= Namekagon Portage =

The Namekagon Portage (sometimes referred to as the "Namekagon Court Oreilles Portage") was a well known canoe portage connecting the St. Croix River watershed to the Chippewa River watershed and was located about five miles south of the present day city of Hayward in Sawyer County, Wisconsin. The portage ran approximately two and one-half miles from the Namekagon River (in the St. Croix River watershed) to Windigo Lake in the Chippewa River watershed. The route then proceeded from Windigo Lake through Grindstone Lake to Lac Courte Oreilles where a well known Ojibwe village was located.

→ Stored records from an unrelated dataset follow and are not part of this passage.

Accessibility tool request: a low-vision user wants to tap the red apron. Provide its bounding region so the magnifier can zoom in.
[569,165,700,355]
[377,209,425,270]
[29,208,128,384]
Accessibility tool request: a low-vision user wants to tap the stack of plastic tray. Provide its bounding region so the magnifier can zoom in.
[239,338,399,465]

This portage was used as one of the alternative routes to the Mississippi River for persons passing from Lake Superior to the Mississippi River by way of the Bois Brule River, as described below.

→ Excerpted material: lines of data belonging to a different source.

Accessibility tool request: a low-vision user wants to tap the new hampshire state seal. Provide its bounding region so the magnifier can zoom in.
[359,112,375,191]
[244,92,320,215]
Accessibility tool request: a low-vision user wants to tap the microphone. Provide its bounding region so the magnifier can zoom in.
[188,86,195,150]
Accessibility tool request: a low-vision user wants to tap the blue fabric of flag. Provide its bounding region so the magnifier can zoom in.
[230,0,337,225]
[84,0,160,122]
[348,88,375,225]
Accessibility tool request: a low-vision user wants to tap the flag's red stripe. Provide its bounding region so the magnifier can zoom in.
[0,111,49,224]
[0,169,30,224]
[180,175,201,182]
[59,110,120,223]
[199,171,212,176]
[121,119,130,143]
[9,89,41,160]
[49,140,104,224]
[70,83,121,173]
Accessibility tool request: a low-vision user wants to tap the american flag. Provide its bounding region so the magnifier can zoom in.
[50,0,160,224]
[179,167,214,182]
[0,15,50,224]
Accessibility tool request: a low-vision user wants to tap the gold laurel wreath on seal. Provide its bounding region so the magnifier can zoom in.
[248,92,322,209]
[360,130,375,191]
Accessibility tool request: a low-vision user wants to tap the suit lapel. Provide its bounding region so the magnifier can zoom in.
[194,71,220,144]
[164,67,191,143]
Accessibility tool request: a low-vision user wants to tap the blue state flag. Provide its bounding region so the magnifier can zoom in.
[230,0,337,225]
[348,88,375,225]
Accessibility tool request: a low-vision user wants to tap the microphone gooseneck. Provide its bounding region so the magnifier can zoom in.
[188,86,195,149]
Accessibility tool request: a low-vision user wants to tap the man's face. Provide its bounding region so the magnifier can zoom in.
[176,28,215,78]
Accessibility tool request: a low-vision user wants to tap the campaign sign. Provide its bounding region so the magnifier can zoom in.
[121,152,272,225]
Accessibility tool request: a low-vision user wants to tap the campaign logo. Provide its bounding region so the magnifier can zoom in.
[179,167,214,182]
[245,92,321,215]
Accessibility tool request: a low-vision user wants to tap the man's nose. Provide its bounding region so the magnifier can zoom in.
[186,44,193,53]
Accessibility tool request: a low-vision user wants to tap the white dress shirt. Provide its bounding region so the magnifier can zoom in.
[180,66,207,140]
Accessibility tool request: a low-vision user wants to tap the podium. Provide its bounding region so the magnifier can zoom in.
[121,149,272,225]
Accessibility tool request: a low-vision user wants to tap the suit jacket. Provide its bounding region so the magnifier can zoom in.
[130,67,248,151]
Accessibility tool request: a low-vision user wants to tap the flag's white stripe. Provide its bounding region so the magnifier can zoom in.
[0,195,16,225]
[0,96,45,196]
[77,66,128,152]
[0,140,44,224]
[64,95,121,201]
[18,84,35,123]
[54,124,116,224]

One of the important routes from Lake Superior to the Mississippi River led southward on the Bois Brule River to the Lake Superior/Mississippi River divide. From this point, a portage of approximately two miles passed over the divide to Upper St. Croix Lake (Bois Brule-St. Croix Portage). The route then led southward down the St. Croix to its junction with the Namekagon River. At this point, there were two major alternative routes to the Mississippi River.

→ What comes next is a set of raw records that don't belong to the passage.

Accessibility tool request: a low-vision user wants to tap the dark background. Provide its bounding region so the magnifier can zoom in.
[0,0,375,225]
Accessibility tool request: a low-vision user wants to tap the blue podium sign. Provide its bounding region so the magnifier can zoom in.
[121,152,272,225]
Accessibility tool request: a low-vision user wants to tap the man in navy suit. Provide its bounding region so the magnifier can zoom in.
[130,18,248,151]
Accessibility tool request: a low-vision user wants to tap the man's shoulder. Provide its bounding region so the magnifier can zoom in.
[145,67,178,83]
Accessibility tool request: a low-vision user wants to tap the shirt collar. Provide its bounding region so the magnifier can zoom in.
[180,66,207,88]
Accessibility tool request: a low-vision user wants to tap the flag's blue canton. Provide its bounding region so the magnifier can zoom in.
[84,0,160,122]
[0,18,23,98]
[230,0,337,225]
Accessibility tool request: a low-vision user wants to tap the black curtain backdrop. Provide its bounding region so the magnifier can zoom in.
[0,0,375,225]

The most direct route continued southward down the St. Croix River to its junction with the Mississippi River near present-day Hastings, Minnesota. However, this route led through territory held by Sioux Indians who were often at odds with the Ojibwe Indians of the upper St. Croix. The Ojibwe frequently acted as guides for the European explorers.

In order to avoid potential problems with the Sioux Indians on the lower St. Croix River, travelers could alternatively reach the Mississippi by way of the Chippewa River watershed. This was done by proceeding eastward from the St. Croix/Namekagon junction up the Namekagon River to the vicinity of current Hayward, Wisconsin. At this point, the route followed the Namekagon Portage across the divide between the St. Croix and Chippewa watersheds to Windigo Lake, through Grindstone Lake and Lac Courte Oreilles, and down the Couderay River to the Chippewa River which ultimately joined the Mississippi River at Lake Pepin.

Explorer Jonathan Carver passed through the area in 1767 traveling north from the Mississippi River to Lake Superior by way of the Chippewa River. His journal entry and survey journal for June 29 and 30, 1767 record his leaving the Ojibwe Indian village on Lac Courte Oreilles, passing through Grindstone Lake and Windigo Lake, and using the Namekagon Portage to reach the Namekagon River. An historical marker at the portage site (see external link below) indicates that Michel Cadotte established a fur-trading post at the northwestern end of the portage in 1784. The area was later visited by Henry Schoolcraft in 1831 who described the Namekagon Portage running from the Namekagon River to Lac Courte Oreilles by way of Windigo Lake (called by him Lac des Isles) and Grindstone Lake (called by him Lac du Gres).

The southeastern end of the Namekagon Portage is now indicated by a historical marker located approximately five and one-half miles south of Hayward on State Highway 27 (see external link below). According to statements in an opinion of the Wisconsin Attorney General, portions of the portage trail were apparently still visible and used by the general public as of 1986.